Checking Data Format Before or After Loading
Vertica supports loading data files in the Unicode UTF-8 format. You can load ASCII data, which is UTF-8 compatible. Character sets like ISO 8859-1 (Latin1) are incompatible with UTF-8 and are not supported.
Before loading data from text files, you can use several Linux tools to ensure that your data is in UTF-8 format. The file
command reports the encoding of any text files. For example:
$ file Date_Dimension.tbl
Date_Dimension.tbl: ASCII text
The file
command could indicate ASCII TEXT even though the file contains multibyte characters.
To check for multibyte characters in an ASCII file, use the wc
command. For example:
$ wc Date_Dimension.tbl
1828 5484 221822 Date_Dimension.tbl
If the wc
command returns an error such as Invalid or incomplete multibyte or wide character
, the data file is using an incompatible character set.

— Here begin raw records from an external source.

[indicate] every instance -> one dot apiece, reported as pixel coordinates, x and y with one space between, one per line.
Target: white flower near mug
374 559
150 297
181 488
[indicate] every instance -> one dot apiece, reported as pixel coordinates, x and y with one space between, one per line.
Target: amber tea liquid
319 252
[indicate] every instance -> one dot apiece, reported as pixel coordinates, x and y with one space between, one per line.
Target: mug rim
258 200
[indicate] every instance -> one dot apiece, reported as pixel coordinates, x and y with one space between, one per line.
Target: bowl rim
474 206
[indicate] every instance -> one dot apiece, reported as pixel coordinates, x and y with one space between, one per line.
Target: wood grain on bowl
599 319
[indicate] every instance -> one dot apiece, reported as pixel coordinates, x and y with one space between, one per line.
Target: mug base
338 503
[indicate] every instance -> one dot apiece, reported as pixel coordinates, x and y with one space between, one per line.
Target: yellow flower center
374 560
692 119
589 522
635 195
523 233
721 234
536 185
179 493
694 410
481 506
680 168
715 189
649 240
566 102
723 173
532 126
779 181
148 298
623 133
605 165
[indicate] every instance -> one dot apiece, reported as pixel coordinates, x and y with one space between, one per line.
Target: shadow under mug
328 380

This example describes files that are not UTF-8 data files. Two text files have filenames starting with the string data
. To check their format, use the file
command as follows:
$file data*
data1.txt: Little-endian UTF-16 Unicode text data2.txt: ISO-8859 text
The results indicate that neither of the files is in UTF-8 format.

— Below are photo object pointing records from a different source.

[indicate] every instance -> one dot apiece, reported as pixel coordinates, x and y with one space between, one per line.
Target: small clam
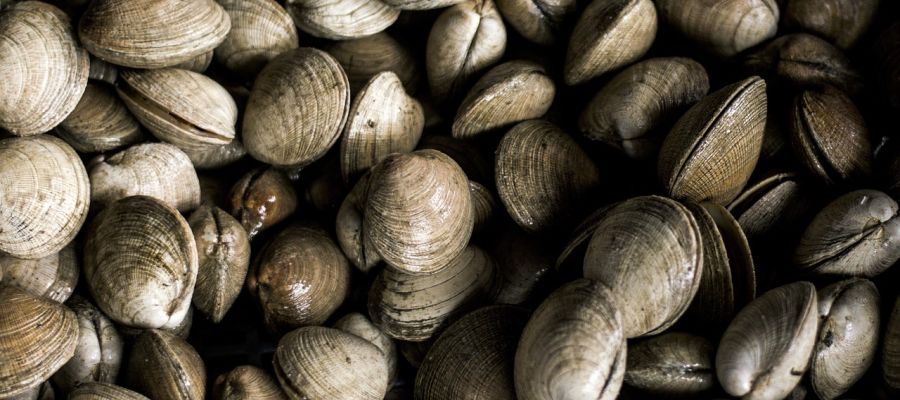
573 346
164 366
159 170
297 108
857 234
465 39
318 363
140 263
711 151
766 348
152 33
510 92
609 35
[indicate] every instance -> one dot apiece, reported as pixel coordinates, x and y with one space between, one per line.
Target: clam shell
573 346
509 93
608 36
45 71
297 108
158 170
152 33
140 263
711 151
45 197
767 347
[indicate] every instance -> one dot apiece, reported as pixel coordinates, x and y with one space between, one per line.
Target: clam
315 362
573 346
158 170
721 27
711 151
543 177
342 19
511 92
830 136
297 108
474 357
140 263
246 382
45 198
383 120
671 365
260 31
262 198
857 234
609 35
645 97
52 277
37 336
416 307
164 366
766 348
98 354
848 336
152 33
223 255
179 106
418 213
44 72
649 251
465 39
365 57
300 278
100 122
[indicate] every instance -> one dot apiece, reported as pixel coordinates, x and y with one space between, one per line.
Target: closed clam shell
465 39
159 170
573 347
37 336
300 278
675 364
140 263
766 348
418 213
365 57
45 196
475 357
53 277
416 307
510 92
100 122
164 366
712 150
649 251
315 362
342 19
45 71
246 382
640 100
223 255
152 33
849 319
98 354
297 108
383 120
829 135
179 106
721 27
609 35
260 31
857 234
543 177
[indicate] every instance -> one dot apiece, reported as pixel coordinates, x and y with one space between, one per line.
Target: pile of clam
449 199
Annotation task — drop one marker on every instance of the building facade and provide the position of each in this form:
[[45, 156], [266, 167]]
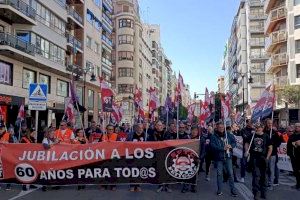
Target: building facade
[[50, 42], [283, 47]]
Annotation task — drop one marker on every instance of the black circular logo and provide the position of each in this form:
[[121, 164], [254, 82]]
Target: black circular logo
[[182, 163]]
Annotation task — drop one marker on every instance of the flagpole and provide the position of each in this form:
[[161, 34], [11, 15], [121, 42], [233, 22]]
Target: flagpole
[[177, 124]]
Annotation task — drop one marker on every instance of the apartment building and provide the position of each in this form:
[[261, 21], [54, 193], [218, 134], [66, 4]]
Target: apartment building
[[246, 54], [282, 29], [221, 84], [48, 42]]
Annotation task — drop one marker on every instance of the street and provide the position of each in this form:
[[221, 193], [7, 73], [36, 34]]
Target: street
[[205, 190]]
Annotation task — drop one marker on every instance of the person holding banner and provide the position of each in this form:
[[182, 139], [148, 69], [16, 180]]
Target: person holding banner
[[222, 144], [64, 134], [260, 148], [293, 151], [138, 136], [276, 140]]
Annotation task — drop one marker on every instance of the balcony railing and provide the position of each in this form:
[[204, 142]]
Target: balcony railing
[[75, 15], [107, 40], [106, 61], [17, 43], [255, 42], [281, 81], [277, 60], [256, 29], [258, 56], [75, 42], [257, 16], [107, 19], [275, 38], [275, 15], [20, 6]]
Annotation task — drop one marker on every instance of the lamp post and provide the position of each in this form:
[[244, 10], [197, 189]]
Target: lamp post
[[250, 80], [93, 79]]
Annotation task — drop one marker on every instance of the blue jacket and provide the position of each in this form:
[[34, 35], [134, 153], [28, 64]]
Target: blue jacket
[[217, 146]]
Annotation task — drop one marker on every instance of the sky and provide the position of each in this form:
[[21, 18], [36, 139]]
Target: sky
[[193, 35]]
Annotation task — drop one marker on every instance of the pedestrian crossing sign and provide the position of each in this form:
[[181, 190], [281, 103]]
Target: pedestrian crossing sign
[[38, 92]]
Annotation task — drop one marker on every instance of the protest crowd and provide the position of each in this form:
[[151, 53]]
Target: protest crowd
[[248, 144]]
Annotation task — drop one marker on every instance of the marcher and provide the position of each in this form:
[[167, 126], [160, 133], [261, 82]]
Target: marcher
[[48, 141], [246, 133], [138, 136], [64, 134], [222, 144], [188, 187], [276, 139], [293, 151], [260, 148], [158, 135]]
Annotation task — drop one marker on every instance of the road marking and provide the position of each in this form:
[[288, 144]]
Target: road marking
[[244, 191], [23, 193]]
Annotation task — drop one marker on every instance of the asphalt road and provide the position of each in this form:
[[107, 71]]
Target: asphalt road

Converting Files Before Loading Data
To convert files before loading them into Vertica, use the iconv
UNIX command. For example, to convert the data2.txt
file from the previous example, use the iconv
command as follows:
iconv -f ISO88599 -t utf-8 data2.txt > data2-utf8.txt
See the man pages for file
and iconv
for more information.
Checking UTF-8 Compliance After Loading Data
After loading data, use the ISUTF8 function to verify that all of the string-based data in the table is in UTF-8 format. For example, if you loaded data into a table named nametable
that has a VARCHAR column named name
, you can use this statement to verify that all of the strings are UTF-8 encoded:
=> SELECT name FROM nametable WHERE ISUTF8(name) = FALSE;
If all of the strings are in UTF-8 format, the query should not return any rows.